In conclusion, PPE is an acceptable and useful learning strategy for the majority of students. Three issues stand out. First, it is important to have an accessible and explicit process in place to guide both staff and students. Second, sensitivity in relation to the small minority of students for whom PPE is not acceptable is necessary. With supportive discussion, flexible alternative strategies may need to be explored. Third, PPE must be supported by staff training. Adequate training of medical tutors, usually busy clinicians, is a continual challenge. The use of PPE as a formal part of the clinical skills curriculum demonstrates that, underneath a seemingly straightforward issue, there are pitfalls for the unwary. The landscape of medical education is constantly changing, and we need to keep discussing, debating, adapting and learning from our students.
1 Experiences reported by teaching staff on an online medical education discussion list (DR-ED)*
The archives of this online medical education discussion list were searched using the terms “physical examination” and “students”.
Eight entries were found, most in response to a question about peer physical examination (PPE) posted to the list in September 2003. All came from North America: seven from medical schools, one from a physiotherapy program.
In all but one, PPE was voluntary. Overall comments were positive. Some had worked through difficulties. For example, “About 4 years ago, to deal with multiple complaints [from students about being forced into mixed-sex exams and about policies of some mentors], we put together a student committee to formulate a code of conduct ... Since its inception, peace has reigned.”
One exception came from a medical program that “had abandoned PPE years ago” and replaced it with teaching associates owing to student complaints about discomfort at disrobing in front of faculty members, and for educational reasons: “It was like the blind leading the blind”.
* http://list.msu.edu/archives/dr-ed.html (accessed Nov 2007).
2 Focus groups with Malaysian medical students
Students were invited to attend a meeting to discuss strategies for teaching clinical examination skills. A discussion guide was used, and approval was gained from the university ethics committee.
Three focus groups (one mixed-sex group and two single-sex groups) were held, lasting 60–90 minutes each.
Twenty-one students from across 2 years of the medical program participated, comprising about half the eligible students in each targeted year. The majority were Malay Muslim, but Indian Hindu, ethnic Chinese and Christian students were also present.
The discussions were audiotaped, transcribed and analysed thematically (by S O) using inductive methods.

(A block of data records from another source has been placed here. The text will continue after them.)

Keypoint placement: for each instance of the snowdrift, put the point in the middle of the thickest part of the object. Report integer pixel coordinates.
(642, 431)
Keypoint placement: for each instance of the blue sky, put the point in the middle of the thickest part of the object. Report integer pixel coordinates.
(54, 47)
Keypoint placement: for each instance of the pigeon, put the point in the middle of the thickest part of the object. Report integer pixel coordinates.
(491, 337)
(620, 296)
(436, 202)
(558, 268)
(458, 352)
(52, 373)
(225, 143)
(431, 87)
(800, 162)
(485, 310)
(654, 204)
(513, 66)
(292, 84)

Islamic teachings and Malaysian cultural values were discussed in relation to exposure of body parts and touch. While Islamic teaching allows body exposure and touch with the opposite sex when necessary (for health or education), as between a patient and doctor or medical student, the situation for PPE is less clear. In addition, cultural modesty, in the absence of religious prohibitions, in exposing their bodies would make PPE uncomfortable for these students. For women, it would only be acceptable among the same sex, but for men there may be more flexibility. It should occur only in pairs or small groups of the students’ own choosing, in a private environment.
Students said they could not answer for all students, and suggested there might be others who adhered to stricter Islamic rules. Therefore, permission should be asked each time.